High-efficiency and noise-immune quantum battery

Nowadays, quantum batteries (QBs) have been designed to outperform their classical counterparts by leveraging quantum advantages. For instance, the charging power greatly benefits from the entanglement generation of a collective charging scheme (e.g., the Dicke QB), especially in the ultrastrong coupling (USC) regime or even larger. However, apart from the fragility of the QB under intrinsic decoherence effects, another critical drawback emerges inevitably. Specifically, the non-negligible counter-rotating (CR) term in the USC regime would induce coherence in the energy basis of QB, thus remarkably degrading the charging efficiency.
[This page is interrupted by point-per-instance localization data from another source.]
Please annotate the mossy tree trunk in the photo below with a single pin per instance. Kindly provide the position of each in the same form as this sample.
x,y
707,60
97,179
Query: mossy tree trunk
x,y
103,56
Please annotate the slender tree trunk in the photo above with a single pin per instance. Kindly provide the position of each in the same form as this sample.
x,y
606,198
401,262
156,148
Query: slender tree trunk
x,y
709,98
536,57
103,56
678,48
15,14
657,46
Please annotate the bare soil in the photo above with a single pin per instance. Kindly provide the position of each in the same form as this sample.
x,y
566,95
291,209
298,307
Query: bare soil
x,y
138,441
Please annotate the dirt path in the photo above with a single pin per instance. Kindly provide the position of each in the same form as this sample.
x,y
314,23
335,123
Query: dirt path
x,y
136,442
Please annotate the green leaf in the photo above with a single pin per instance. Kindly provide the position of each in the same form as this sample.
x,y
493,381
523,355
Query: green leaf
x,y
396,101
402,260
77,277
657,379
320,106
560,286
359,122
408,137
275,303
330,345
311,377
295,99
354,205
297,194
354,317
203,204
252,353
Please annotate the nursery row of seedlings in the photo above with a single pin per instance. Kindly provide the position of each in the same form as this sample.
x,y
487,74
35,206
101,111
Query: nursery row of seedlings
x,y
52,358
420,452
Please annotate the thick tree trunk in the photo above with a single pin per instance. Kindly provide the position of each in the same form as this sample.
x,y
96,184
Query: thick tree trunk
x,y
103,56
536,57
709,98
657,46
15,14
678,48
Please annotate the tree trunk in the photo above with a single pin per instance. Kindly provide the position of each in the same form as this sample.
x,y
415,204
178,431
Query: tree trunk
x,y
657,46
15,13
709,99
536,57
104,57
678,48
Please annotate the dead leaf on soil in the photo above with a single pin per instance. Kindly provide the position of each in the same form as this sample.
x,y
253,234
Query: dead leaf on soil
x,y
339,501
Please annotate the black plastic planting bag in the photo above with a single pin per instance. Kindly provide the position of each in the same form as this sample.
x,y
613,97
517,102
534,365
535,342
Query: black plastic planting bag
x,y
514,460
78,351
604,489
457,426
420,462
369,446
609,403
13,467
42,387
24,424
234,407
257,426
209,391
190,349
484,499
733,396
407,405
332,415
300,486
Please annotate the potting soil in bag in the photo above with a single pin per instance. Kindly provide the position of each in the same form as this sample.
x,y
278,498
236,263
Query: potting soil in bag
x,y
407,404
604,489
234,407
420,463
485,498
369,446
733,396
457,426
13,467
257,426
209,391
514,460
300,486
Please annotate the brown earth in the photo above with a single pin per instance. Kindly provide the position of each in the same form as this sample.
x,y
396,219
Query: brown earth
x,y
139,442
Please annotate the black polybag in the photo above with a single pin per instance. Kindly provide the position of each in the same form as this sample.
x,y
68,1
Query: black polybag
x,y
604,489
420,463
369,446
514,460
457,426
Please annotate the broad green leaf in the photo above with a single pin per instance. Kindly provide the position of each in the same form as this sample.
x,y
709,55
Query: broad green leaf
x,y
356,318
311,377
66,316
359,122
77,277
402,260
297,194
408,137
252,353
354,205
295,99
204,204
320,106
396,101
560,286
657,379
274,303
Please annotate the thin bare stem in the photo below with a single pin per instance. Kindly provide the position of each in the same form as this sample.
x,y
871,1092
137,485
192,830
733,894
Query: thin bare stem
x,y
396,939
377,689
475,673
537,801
To tackle these challenges, we propose a high-efficiency and noise-immune QB boosted by dynamical modulation. It is demonstrated that the time-varying modulation can effectively reduce the CR coupling, resulting in a notable improvement in charging efficiency. Particularly, for a judicious choice of modulation parameters that entirely eliminate the CR interaction, the Dicke QB can be charged optimally, resembling the behavior of the Tavis-Cummings QB. In the subsequent storage process, beyond the natural robustness to pure dephasing noise, our scenario is also highly resilient to the dissipation noise and thus can achieve perfect energy storage by effective bath engineering. While feasible with current experimental platforms, our proposal offers a solid foundation for the implementation of a powerful QB and may drastically promote the development of energy storage and delivery techniques in the future.